These are the days my friend, We though they’d never end. We’d sing and dance forever and a day. We live the life we choose, we win and never lose those were the days oh yes these are the days

I choose not to let my brain hemorrhage define my life. Clearly it’s part of my life’s journey and experience, but I choose to focus on healing as the holistic process of gaining strength in my mind, spirit, soul and body.  Walking, practicing yoga and Pilates, and looking to my soul to reaffirm what is truly important in life make me happy.  I savor being a mother. And while I will never be exactly the same as I was before my injury, I’m so much more whole as a human being.  I allow myself to open up to new possibilities. And with that shift in energy new doors have opened.  My life is all soul filling, and life affirming, and  creates beauty and peace from serenity in the heart mind, soul and body. Life is so rich.

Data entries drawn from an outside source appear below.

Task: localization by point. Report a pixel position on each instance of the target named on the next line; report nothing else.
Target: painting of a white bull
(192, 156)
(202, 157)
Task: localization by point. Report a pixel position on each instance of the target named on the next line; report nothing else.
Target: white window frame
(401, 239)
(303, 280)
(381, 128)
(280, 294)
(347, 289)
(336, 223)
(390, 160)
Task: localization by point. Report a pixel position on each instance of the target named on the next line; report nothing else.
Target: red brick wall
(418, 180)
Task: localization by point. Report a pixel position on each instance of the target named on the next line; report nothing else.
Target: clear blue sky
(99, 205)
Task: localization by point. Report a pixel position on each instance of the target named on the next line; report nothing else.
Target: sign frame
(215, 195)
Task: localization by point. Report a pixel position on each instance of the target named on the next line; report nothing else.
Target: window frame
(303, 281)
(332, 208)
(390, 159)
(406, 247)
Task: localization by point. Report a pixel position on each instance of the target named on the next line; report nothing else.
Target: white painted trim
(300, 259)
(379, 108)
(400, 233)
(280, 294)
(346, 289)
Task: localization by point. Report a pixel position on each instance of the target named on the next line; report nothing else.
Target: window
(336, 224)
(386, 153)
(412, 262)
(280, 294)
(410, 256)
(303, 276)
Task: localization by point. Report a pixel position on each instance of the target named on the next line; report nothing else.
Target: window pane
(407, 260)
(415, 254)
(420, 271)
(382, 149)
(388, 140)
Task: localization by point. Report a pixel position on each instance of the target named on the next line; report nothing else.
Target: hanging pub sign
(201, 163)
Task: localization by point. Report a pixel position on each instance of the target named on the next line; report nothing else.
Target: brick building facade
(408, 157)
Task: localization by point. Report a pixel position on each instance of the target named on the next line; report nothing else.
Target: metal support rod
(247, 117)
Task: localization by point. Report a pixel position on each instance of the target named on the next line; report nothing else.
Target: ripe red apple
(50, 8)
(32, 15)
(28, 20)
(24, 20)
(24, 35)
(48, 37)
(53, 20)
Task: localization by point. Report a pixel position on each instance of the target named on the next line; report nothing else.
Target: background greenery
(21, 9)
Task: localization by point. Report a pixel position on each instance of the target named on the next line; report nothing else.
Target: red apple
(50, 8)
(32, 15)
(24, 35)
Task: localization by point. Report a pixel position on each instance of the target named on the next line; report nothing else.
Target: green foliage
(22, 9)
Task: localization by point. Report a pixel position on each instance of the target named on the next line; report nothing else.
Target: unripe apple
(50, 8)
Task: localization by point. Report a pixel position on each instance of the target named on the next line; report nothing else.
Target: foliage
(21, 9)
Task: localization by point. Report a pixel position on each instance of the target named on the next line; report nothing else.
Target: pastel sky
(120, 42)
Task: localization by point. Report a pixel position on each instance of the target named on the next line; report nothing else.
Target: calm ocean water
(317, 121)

It’s amazing that some of the most joyful things in my life have come to me after stroke. I hope that people who suffer brain injuries can embrace their beauty, and learn to surrender and open up to new possibilities.  Please allow yourself to grieve the loss of the person that you were before your injury.  One cannot blossom into the best “new you” until you’ve mourned the loss of the pre-injury you.  I suggest that you not try to recreate the life that you led before.  We have an entire lifetime to recover!   It’s so important to not fight yourself or accept a doctor’s opinion as gospel.  A survivor can choose to become an even more evolved, more comfortable version on a spiritual level of the person she was before.  Develop  a rich life, choose a greater  purpose and ideally more balanced life. I love life.   I know who I am, and I welcome every moment as it presents itself!  Please remember to focus not on where you’ve begun, but on where you’re headed!